It’s not all bad news in the Tax Foundation’s 2016 State Business Tax Climate Index for California. You could always be in New York or New Jersey. Still, it’s better to be elsewhere.
Two excerpts from the article note why states rank at the top of the list or at the bottom:
The absence of a major tax is a common factor among many of the top ten states. Property taxes and unemployment insurance taxes are levied in every state, but there are several states that do without one or more of the major taxes: the corporate income tax, the individual income tax, or the sales tax. Wyoming, Nevada, South Dakota, and Texas have no corporate or individual income tax (though Nevada and Texas both impose gross receipts taxes); Alaska has no individual income or state-level sales tax; Florida has no individual income tax; and New Hampshire and Montana have no sales tax…

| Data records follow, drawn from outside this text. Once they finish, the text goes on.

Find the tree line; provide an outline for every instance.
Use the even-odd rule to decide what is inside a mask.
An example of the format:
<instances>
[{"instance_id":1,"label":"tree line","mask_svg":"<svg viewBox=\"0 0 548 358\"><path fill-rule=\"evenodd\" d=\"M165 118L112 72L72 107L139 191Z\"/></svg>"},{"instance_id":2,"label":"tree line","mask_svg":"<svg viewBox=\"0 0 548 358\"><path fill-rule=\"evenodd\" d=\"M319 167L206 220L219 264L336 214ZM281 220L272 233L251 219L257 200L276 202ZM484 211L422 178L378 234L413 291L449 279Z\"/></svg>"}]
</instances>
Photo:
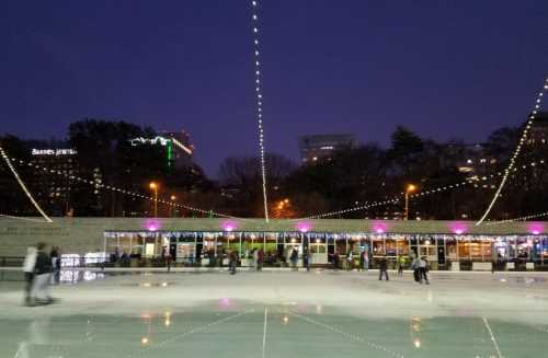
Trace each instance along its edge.
<instances>
[{"instance_id":1,"label":"tree line","mask_svg":"<svg viewBox=\"0 0 548 358\"><path fill-rule=\"evenodd\" d=\"M501 128L478 149L461 140L439 143L424 139L400 126L392 132L388 148L377 143L342 148L329 160L320 158L313 164L297 165L283 155L267 153L269 209L274 218L300 218L399 198L398 203L390 205L332 216L398 219L403 215L402 192L407 185L414 184L420 193L467 182L457 189L413 197L410 219L475 219L486 209L500 182L500 175L490 175L505 169L520 132L518 127ZM148 195L151 194L149 183L153 181L160 185L163 199L173 196L178 203L238 217L264 216L259 158L226 158L219 165L217 178L213 180L196 163L167 169L163 149L158 145L139 147L136 151L129 141L136 137L153 136L152 128L126 122L76 122L69 126L66 143L77 150L76 173L72 174ZM59 145L22 140L10 135L1 137L1 142L11 157L25 162L33 161L30 147ZM507 189L503 192L492 218L546 211L545 151L544 146L526 148L516 165L520 170L511 173ZM468 159L472 163L468 163ZM528 165L530 162L537 165ZM475 172L463 170L467 165L475 168ZM16 169L30 183L33 193L50 193L47 183L50 174L28 165L16 165ZM61 198L37 197L52 215L67 215L68 209L75 216L151 215L150 200L77 181L68 183L70 193ZM0 168L0 211L21 216L35 213L5 163ZM159 216L199 217L208 213L159 205Z\"/></svg>"}]
</instances>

The states in the bottom 10 tend to have a number of afflictions in common: complex, non-neutral taxes with comparatively high rates. New Jersey, for example, is hampered by some of the highest property tax burdens in the country, is one of just two states to levy both an inheritance tax and an estate tax, and maintains some of the worst-structured individual income taxes in the country.
So who are the winners and the losers? Here are the top ten states:
1. Wyoming
2. South Dakota
3. Alaska
4. Florida
5. Nevada
6. Montana
7. New Hampshire
8. Indiana
9. Utah
10. Texas
Here are the bottom ten states:
41. Maryland
42. Ohio
43. Wisconsin
44. Connecticut
45. Rhode Island
46. Vermont
47. Minnesota
48. California
49. New York
50. New Jersey
My home state, Nevada, does very well (ranking fifth overall). It ranks first in individual income tax (there isn’t one), fourth in corporate tax (there is no a gross receipts tax on businesses, but only large businesses and the tax rate is low), seventh in property tax, but 39th in sales tax and 42nd in unemployment insurance tax.
Note that it is possible to have every major tax and still rank highly (Indiana and Utah manage that) if the taxes are broad with low rates. Of course, you can be like New Jersey, New York, and California: have broad taxes at high rates. If you do that, you end up on the bottom.
I should point out that it is possible that New York will rise in the rankings. As the Tax Foundation noted, New York enacted corporate tax reform which should improve its standing. Meanwhile, California is apparently considering more and higher taxes for the future. That, combined with the regulatory environment in the Bronze Golden State, should give legislators pause…but probably won’t.